Exercise 1.2: Create resources for artworks#

Load artworks.csv into a pandas DataFrame and, for each row, create the following RDF triples in the same graph:

  • assign the type schema:Painting

  • add the title using the schema:name property

  • add the year using the schema:dateCreated property (cast the integer to a string, as shown in the graph database chapter)

  • add the genre using the schema:genre property

  • link the artwork to its museum using the schema:containedInPlace property. Use a dictionary to store the mapping from each museum_id to its URIRef, so you can look up the correct museum resource for each artwork

After processing all artworks, print the number of triples in the graph (it should be 108: the 33 museum triples plus 5 triples per artwork times 15 artworks).

Hide code cell content

PAINTING = URIRef("https://schema.org/Painting")
DATE_CREATED = URIRef("https://schema.org/dateCreated")
GENRE = URIRef("https://schema.org/genre")
CONTAINED_IN = URIRef("https://schema.org/containedInPlace")
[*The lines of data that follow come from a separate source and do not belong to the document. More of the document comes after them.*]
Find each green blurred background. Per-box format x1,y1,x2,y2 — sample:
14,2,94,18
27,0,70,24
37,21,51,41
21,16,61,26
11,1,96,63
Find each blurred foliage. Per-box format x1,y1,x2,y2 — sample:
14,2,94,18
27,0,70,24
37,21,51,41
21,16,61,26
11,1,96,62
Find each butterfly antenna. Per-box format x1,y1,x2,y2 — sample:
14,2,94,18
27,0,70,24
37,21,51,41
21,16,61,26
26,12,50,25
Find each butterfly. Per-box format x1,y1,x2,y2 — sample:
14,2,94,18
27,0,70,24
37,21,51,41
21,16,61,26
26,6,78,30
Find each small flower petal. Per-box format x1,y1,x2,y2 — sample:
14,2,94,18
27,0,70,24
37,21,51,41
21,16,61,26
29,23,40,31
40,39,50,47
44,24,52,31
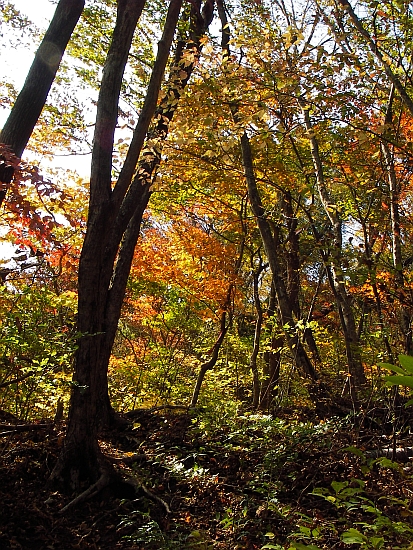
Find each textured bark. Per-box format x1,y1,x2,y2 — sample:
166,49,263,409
52,0,216,492
241,132,318,380
0,0,85,205
250,263,264,409
217,0,318,380
260,283,284,411
381,85,413,355
298,98,366,388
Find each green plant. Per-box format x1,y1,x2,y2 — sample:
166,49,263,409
379,355,413,406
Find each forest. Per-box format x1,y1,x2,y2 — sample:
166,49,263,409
0,0,413,550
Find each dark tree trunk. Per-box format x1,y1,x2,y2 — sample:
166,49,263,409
241,133,318,380
260,284,284,411
0,0,85,205
298,98,366,393
51,0,212,494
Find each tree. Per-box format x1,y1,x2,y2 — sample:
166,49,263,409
48,0,212,496
0,0,85,205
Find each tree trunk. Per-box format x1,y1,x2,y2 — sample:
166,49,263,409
298,98,366,388
250,263,264,409
51,0,212,492
381,85,413,355
0,0,85,206
241,132,318,380
260,283,284,411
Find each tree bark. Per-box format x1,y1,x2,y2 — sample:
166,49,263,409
51,0,216,487
298,98,366,388
381,85,413,355
241,132,318,380
0,0,85,206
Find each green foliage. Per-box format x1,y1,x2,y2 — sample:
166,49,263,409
379,355,413,406
0,286,77,419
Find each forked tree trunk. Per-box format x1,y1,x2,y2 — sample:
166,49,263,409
217,0,318,380
298,98,366,391
51,0,212,488
0,0,85,205
241,132,318,380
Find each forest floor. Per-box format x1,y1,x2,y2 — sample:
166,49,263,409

df_artworks = read_csv("notebook/artworks.csv",
                        keep_default_na=False,
                        dtype={
                            "id": "int",
                            "title": "string",
                            "year": "int",
                            "genre": "string",
                            "height_cm": "int",
                            "width_cm": "int",
                            "museum_id": "int"
                        })

museum_resources = {}
for idx, row in df_museums.iterrows():
    museum_resources[row["museum_id"]] = URIRef(BASE_IRI + "museum-" + str(row["museum_id"]))
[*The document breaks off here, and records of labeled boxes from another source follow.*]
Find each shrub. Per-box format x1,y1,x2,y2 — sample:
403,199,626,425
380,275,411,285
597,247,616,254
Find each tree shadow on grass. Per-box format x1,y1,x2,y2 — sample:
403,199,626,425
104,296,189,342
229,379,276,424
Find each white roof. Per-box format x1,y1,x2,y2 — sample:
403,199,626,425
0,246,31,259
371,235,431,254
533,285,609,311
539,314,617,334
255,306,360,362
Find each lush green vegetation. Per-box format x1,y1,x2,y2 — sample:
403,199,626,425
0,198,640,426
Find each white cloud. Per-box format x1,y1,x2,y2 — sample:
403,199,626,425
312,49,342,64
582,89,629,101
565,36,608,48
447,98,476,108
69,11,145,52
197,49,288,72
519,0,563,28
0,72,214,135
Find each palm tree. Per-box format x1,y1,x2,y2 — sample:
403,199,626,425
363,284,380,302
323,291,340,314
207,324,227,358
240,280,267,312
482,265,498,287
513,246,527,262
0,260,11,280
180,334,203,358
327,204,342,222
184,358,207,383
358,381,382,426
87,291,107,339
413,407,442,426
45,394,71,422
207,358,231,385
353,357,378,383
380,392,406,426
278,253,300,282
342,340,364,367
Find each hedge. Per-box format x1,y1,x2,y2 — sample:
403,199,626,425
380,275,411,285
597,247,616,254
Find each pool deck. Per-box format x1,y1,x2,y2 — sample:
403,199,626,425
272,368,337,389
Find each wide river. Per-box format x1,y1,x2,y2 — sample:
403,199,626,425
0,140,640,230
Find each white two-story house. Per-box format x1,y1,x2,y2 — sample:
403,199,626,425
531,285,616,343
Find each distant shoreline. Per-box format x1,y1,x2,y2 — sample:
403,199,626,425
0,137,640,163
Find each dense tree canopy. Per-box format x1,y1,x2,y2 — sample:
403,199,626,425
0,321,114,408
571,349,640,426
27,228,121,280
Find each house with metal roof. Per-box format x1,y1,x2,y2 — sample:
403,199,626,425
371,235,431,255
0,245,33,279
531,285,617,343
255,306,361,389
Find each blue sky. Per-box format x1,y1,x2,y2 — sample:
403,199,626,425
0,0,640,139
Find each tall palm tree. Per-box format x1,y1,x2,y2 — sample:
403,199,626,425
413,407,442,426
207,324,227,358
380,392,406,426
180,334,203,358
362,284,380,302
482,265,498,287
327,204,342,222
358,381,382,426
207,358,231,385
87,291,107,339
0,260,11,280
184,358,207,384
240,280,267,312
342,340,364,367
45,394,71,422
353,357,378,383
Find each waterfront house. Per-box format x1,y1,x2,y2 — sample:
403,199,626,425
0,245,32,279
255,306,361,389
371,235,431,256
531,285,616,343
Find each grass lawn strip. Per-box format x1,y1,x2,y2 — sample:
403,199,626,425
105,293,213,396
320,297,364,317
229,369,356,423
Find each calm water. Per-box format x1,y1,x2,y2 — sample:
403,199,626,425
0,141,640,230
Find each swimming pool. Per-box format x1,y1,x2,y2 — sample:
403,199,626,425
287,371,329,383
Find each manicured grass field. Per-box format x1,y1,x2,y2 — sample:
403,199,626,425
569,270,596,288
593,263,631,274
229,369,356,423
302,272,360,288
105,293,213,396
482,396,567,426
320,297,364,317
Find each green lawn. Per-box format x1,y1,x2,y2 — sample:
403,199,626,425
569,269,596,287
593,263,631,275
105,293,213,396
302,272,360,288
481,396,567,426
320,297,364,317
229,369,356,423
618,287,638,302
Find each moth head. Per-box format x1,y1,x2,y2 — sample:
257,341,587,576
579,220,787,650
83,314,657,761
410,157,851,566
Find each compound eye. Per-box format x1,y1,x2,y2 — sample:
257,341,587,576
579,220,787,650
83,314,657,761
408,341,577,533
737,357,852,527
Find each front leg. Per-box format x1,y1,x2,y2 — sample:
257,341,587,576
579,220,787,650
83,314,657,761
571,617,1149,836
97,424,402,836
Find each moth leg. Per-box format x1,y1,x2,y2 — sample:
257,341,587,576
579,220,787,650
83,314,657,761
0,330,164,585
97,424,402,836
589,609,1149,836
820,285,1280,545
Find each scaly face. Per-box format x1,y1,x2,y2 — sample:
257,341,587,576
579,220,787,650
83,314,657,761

for idx, row in df_artworks.iterrows():
    subject = URIRef(BASE_IRI + "artwork-" + str(row["id"]))

    graph.add((subject, RDF.type, PAINTING))
    graph.add((subject, NAME, Literal(row["title"])))
    graph.add((subject, DATE_CREATED, Literal(str(row["year"]))))
    graph.add((subject, GENRE, Literal(row["genre"])))
    graph.add((subject, CONTAINED_IN, museum_resources[row["museum_id"]]))

print(len(graph))
108

Part 2: Uploading data to Blazegraph#

With the RDF graph ready in memory, you can now upload it to Blazegraph. As shown in the graph database chapter, you use SPARQLUpdateStore from rdflib to connect to the Blazegraph SPARQL endpoint and add triples one by one.

Important

The exercises in this part and in Parts 3 and 4 require Blazegraph to be running on your machine. The code below will not work unless the database is reachable at http://127.0.0.1:9999/blazegraph/sparql.

Exercise 2.1: Upload the graph to Blazegraph#

Using SPARQLUpdateStore, open a connection to the Blazegraph SPARQL endpoint and upload all the triples from graph. Iterate over the graph and add each triple with store.add(). Remember to close the connection when done.

After running this code, you can verify the upload by opening http://127.0.0.1:9999/blazegraph/ in your browser and checking the number of triples reported.


Part 3: Querying with SPARQL#

With the data stored in Blazegraph, you can use SPARQL to retrieve it. The most commonly used Python library for querying SPARQL endpoints is SPARQLWrapper. However, SPARQLWrapper has two known issues: it relies on rdflib internally for RDF representation, which adds parsing overhead, and it has a bug where HTTP connections are opened but never properly closed. In simple scripts these issues are rarely noticeable, but SPARQLite is a lighter alternative that solves both problems.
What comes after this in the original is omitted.